ANKARA: Le président turc Recep Tayyip Erdogan a appelé mercredi à mettre fin à la guerre au Moyen-Orient "avant qu'elle n'embrase complètement la région", lors d'un discours devant son groupe parlementaire.

"Il faut mettre fin à cette guerre avant qu'elle ne s'aggrave et n'embrase complètement la région. Si la diplomatie a une chance, c'est tout à fait possible.
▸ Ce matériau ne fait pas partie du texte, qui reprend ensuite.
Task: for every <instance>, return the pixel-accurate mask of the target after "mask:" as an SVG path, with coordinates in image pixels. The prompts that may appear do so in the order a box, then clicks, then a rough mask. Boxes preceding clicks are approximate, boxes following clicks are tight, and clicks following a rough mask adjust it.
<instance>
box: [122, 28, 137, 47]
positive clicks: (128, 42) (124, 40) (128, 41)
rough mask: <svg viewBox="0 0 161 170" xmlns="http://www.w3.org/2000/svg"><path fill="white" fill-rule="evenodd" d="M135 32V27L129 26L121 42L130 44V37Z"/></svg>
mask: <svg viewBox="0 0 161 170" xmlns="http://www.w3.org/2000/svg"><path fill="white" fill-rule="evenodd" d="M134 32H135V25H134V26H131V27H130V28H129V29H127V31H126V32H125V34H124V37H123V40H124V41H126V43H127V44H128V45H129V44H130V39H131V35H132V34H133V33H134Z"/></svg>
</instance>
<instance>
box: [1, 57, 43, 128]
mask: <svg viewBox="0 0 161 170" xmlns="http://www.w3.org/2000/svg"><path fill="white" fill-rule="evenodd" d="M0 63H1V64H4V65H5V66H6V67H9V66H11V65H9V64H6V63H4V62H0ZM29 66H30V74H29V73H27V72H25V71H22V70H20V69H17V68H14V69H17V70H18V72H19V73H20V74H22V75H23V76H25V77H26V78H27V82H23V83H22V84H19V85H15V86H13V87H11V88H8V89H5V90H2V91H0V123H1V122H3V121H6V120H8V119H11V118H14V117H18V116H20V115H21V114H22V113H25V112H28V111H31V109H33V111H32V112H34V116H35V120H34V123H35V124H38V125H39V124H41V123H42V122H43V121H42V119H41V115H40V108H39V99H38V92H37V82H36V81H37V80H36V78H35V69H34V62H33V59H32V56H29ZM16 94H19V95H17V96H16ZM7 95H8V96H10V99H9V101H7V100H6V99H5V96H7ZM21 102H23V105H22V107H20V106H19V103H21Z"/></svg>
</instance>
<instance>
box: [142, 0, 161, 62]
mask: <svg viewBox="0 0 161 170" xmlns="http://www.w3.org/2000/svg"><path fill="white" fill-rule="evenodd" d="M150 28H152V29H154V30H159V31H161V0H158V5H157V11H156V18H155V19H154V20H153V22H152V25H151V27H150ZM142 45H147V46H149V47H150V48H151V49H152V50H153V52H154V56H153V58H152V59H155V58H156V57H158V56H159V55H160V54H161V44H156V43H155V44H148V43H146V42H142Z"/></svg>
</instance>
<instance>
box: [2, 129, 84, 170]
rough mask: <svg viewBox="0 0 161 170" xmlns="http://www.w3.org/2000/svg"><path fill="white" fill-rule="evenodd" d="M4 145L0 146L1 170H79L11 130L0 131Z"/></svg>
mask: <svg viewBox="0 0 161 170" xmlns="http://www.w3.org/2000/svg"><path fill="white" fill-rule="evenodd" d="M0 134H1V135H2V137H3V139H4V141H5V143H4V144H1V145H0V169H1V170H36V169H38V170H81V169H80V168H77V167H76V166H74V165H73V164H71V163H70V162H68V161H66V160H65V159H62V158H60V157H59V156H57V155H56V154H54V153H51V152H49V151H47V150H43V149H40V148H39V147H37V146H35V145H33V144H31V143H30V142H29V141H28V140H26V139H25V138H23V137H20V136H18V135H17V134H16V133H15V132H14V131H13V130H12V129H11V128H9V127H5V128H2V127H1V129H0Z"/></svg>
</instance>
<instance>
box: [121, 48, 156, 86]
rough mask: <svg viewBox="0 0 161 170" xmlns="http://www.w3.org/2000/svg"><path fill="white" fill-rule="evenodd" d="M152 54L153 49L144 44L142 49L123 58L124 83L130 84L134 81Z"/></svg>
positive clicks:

Nous poursuivons patiemment nos efforts pour ramener les parties à la table des négociations", a affirmé le chef de l'Etat turc.

"Nous sommes tous conscients que si cette guerre insensée, anarchique et illégale se poursuit, les pertes humaines et matérielles s'aggraveront, et le coût pour l'économie mondiale ne fera que croître", a-t-il ajouté.

"En tant que peuples de la région, nous ne devons pas laisser un conflit dont nous sommes déjà victimes nous infliger de nouvelles souffrances", a-t-il souligné.

En revanche, lundi, le président turc avait mis en garde l'Iran contre toute "action provocatrice" après l'interception d'un second missile tiré depuis l'Iran dans l'espace aérien turc.

"Malgré nos avertissements clairs, des actions extrêmement inappropriées et provocatrices continuent d'être entreprises, mettant en péril l'amitié de la Turquie" envers l'Iran, avait-il  affirmé.